Published: May 13, 2025 by PerfGrid
Pulse Week 20
This week we talk about new hardware, improvements to Valkey Manager in hosting-panel.net and more
New Server Deployed
Last week we took delivery of a new server for our Grid Hosting plans. Just as with nlsh04 and nlsh05 as we have in production currently in Amsterdam, we're using Supermicro as our vendor, specifically the CloudDC A+ Server AS-1115CS-TNR.
The new server comes with a slight upgrade since we've moved from AMD EPYC Genoa 9254 to AMD EPYC Turin 9255 and from 4800MHz ECC Memory to 6000MHz ECC Memory further boosting the performance.
We continue to use Samsung PM9A3 NVMes due to their reliability and performance characteristics that suits our environment well.
We ran a Geekbench 6 benchmark on the system and observed a 23% improvement in single-core and a 35.5% improvement in multi-core workloads. While these results may not directly translate to real-world performance gains in a shared hosting environment, they do demonstrate generational improvements in the hardware.
We are still in the process of deploying our software to the new server. Once this is complete, we will begin end-to-end testing and hope to make it available to customers within the next two weeks, following extensive testing.

Interestingly, the current hardware market is experiencing a steady increase in hardware costs. Samsung a few years back decided to decrease the production of NAND chips to effectively drive up the pricing of NAND, as a result solid state technology has increased steadily with NVMes costing more than double than what they did just a few years back when we're looking at enterprise grade drives. Other costs within servers have also gone up over the years.
Such increases naturally impact the overall cost of servers. If we look at what we paid for our servers back in December 2023, the exact same model today cost 17% more than it did back then even if we were to use the AMD EPYC Genoa 9254 CPU.
We do hope that hardware prices will start to drop again in the future, as we've seen in the past.
Valkey Manager gets statistics
We've added statistics to Valkey Manager which will show the active memory usage in Valkey, the Cache Hit Ratio, operations per second and the traffic through Valkey as well as the uptime and number of keys stored in Valkey.
These statistics are collected on a 10 second interval through a custom collector and stored in ClickHouse for 30 days amounting to 259200 datapoints per Valkey instance.
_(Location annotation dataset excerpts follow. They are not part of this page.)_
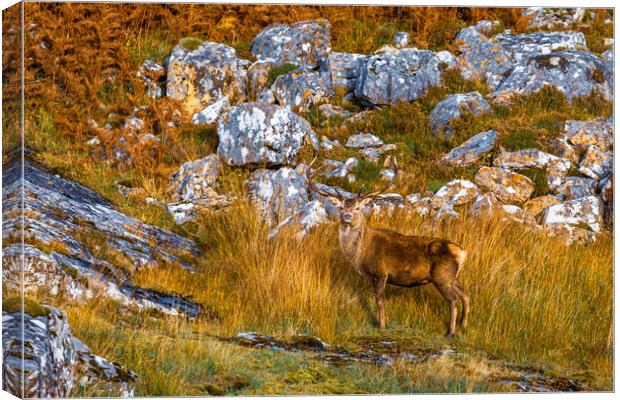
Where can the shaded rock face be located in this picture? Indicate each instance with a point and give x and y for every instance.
(194, 177)
(343, 69)
(154, 76)
(509, 187)
(572, 214)
(202, 76)
(301, 89)
(575, 73)
(256, 133)
(401, 75)
(60, 214)
(55, 363)
(455, 193)
(278, 194)
(304, 43)
(472, 150)
(453, 106)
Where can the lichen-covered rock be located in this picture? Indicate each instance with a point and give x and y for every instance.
(540, 17)
(343, 69)
(278, 194)
(55, 363)
(193, 177)
(154, 76)
(485, 204)
(596, 132)
(575, 73)
(403, 75)
(401, 39)
(363, 140)
(209, 200)
(585, 211)
(60, 214)
(255, 134)
(453, 107)
(201, 76)
(596, 163)
(301, 89)
(537, 205)
(309, 216)
(211, 113)
(574, 187)
(509, 187)
(556, 167)
(304, 43)
(455, 193)
(472, 150)
(258, 79)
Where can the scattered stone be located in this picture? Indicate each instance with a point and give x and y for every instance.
(210, 114)
(485, 204)
(193, 178)
(54, 362)
(330, 111)
(536, 206)
(309, 215)
(401, 39)
(575, 73)
(453, 107)
(363, 140)
(203, 75)
(584, 133)
(574, 187)
(329, 144)
(509, 187)
(472, 150)
(301, 89)
(455, 193)
(278, 194)
(154, 76)
(404, 75)
(373, 153)
(585, 211)
(596, 163)
(258, 79)
(304, 43)
(255, 133)
(343, 69)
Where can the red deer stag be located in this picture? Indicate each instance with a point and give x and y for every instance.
(385, 256)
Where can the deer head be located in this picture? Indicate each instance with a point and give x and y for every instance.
(350, 209)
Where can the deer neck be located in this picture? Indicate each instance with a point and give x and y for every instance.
(351, 240)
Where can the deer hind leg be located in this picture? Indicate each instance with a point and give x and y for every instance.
(464, 296)
(379, 284)
(448, 293)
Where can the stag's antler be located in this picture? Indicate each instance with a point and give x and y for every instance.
(387, 186)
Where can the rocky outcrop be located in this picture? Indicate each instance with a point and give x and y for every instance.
(262, 134)
(154, 76)
(453, 107)
(55, 363)
(472, 150)
(66, 224)
(401, 75)
(509, 187)
(278, 194)
(301, 89)
(200, 74)
(304, 43)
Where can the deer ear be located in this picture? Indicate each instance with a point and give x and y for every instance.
(365, 202)
(335, 201)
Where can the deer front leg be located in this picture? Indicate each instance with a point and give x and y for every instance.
(449, 294)
(379, 284)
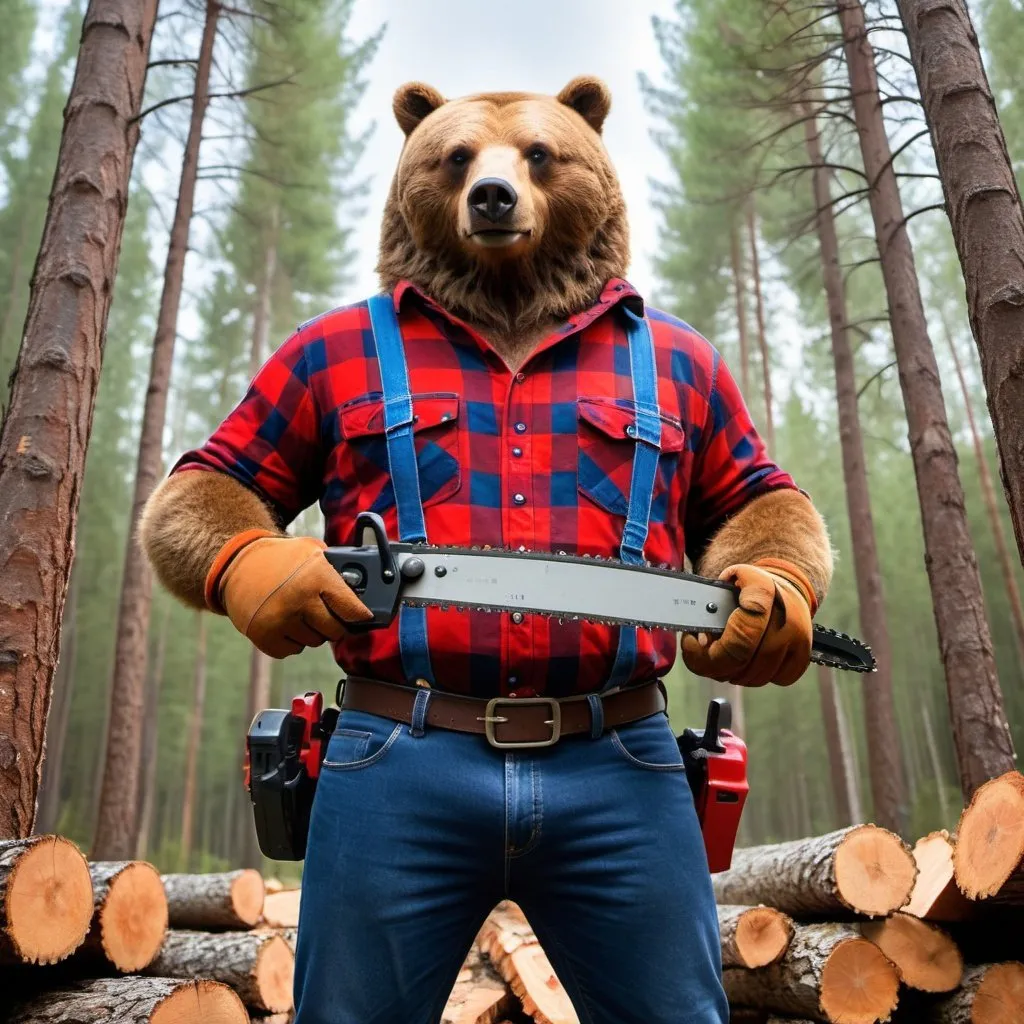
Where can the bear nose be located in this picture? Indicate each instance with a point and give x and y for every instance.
(493, 199)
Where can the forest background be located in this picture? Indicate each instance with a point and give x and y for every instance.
(297, 148)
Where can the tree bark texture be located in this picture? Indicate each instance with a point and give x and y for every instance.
(991, 506)
(829, 973)
(984, 747)
(863, 868)
(257, 966)
(983, 202)
(46, 429)
(117, 827)
(885, 765)
(134, 1000)
(214, 902)
(762, 337)
(192, 752)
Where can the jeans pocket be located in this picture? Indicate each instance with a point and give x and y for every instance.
(649, 743)
(361, 740)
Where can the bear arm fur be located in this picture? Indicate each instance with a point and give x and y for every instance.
(188, 518)
(779, 524)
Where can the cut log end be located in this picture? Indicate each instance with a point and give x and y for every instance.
(247, 895)
(1000, 995)
(926, 957)
(858, 984)
(763, 935)
(875, 870)
(133, 918)
(990, 837)
(274, 974)
(48, 901)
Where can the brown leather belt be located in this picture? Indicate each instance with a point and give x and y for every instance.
(508, 723)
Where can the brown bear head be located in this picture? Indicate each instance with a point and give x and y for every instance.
(505, 208)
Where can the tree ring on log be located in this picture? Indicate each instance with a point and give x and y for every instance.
(858, 984)
(990, 837)
(48, 901)
(875, 870)
(133, 918)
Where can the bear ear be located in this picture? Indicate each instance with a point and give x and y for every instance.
(413, 102)
(589, 97)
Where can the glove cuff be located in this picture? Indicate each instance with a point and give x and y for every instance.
(794, 574)
(225, 556)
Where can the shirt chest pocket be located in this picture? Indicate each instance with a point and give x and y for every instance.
(606, 446)
(437, 438)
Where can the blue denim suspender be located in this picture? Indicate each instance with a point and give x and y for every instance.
(403, 471)
(647, 434)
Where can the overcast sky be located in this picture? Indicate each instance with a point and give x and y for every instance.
(465, 46)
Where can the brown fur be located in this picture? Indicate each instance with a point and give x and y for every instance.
(779, 524)
(572, 209)
(187, 519)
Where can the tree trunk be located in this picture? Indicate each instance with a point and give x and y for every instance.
(151, 738)
(863, 868)
(214, 902)
(49, 801)
(753, 936)
(117, 827)
(829, 973)
(134, 1000)
(762, 338)
(984, 207)
(984, 745)
(46, 429)
(192, 751)
(886, 768)
(991, 506)
(45, 899)
(259, 966)
(738, 285)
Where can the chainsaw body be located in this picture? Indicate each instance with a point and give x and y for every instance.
(285, 749)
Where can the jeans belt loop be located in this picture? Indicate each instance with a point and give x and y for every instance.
(418, 725)
(596, 716)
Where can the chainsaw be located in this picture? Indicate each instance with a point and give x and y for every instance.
(285, 749)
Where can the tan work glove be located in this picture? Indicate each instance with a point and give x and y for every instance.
(281, 592)
(768, 638)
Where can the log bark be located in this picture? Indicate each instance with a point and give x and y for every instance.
(753, 936)
(511, 945)
(129, 919)
(935, 894)
(45, 899)
(990, 993)
(988, 858)
(829, 973)
(926, 956)
(214, 902)
(134, 1000)
(45, 432)
(983, 202)
(864, 869)
(885, 765)
(479, 995)
(991, 505)
(260, 967)
(117, 825)
(984, 747)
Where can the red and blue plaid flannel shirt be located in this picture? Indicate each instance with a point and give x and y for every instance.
(537, 459)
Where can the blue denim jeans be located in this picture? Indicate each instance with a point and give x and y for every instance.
(417, 835)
One great benefit for example is to use the Cache Hit Ratio to determine whether the "Max Memory" configuration selected is high enough, since a low Cache Hit Ratio often means that there's a high rotation of the keys within Valkey, or obviously in the case of low traffic it may simply not be beneficial enough yet.

Our continuation with faulty hardware
About two months ago we had stability issues on the nlcp03 server. We even wrote about it in our Pulse Week 11 post.
After weeks of testing hardware, we found out it's not actually related to the NIC as we first expected, since we replaced the NIC in the system with a spare NIC, an older Intel X520-DA2. We also tested the original Mellanox NIC in another system, and we saw no issues with the card at all.
In fact, we began to see random crashes on the server quite frequently. Fortunately, this is a server we are not actively using in production at the moment.
While at the datacenter, we decided to troubleshoot by removing all DIMMs from the server, suspecting a faulty DIMM that the system had not detected. We started with two DIMMs and observed no crashes, but as soon as we added more, the crashes resumed.
We have therefore taken the server with us for further debugging, either to identify the faulty DIMM(s) or to reseat the CPU, as the issue may be resolved by reseating the CPU in its socket.
Due to the size of modern CPUs, any imbalance in pressure across the CPU can cause stability issues. This pressure can change over time, especially when moving equipment, as we did during the migration in December 2024.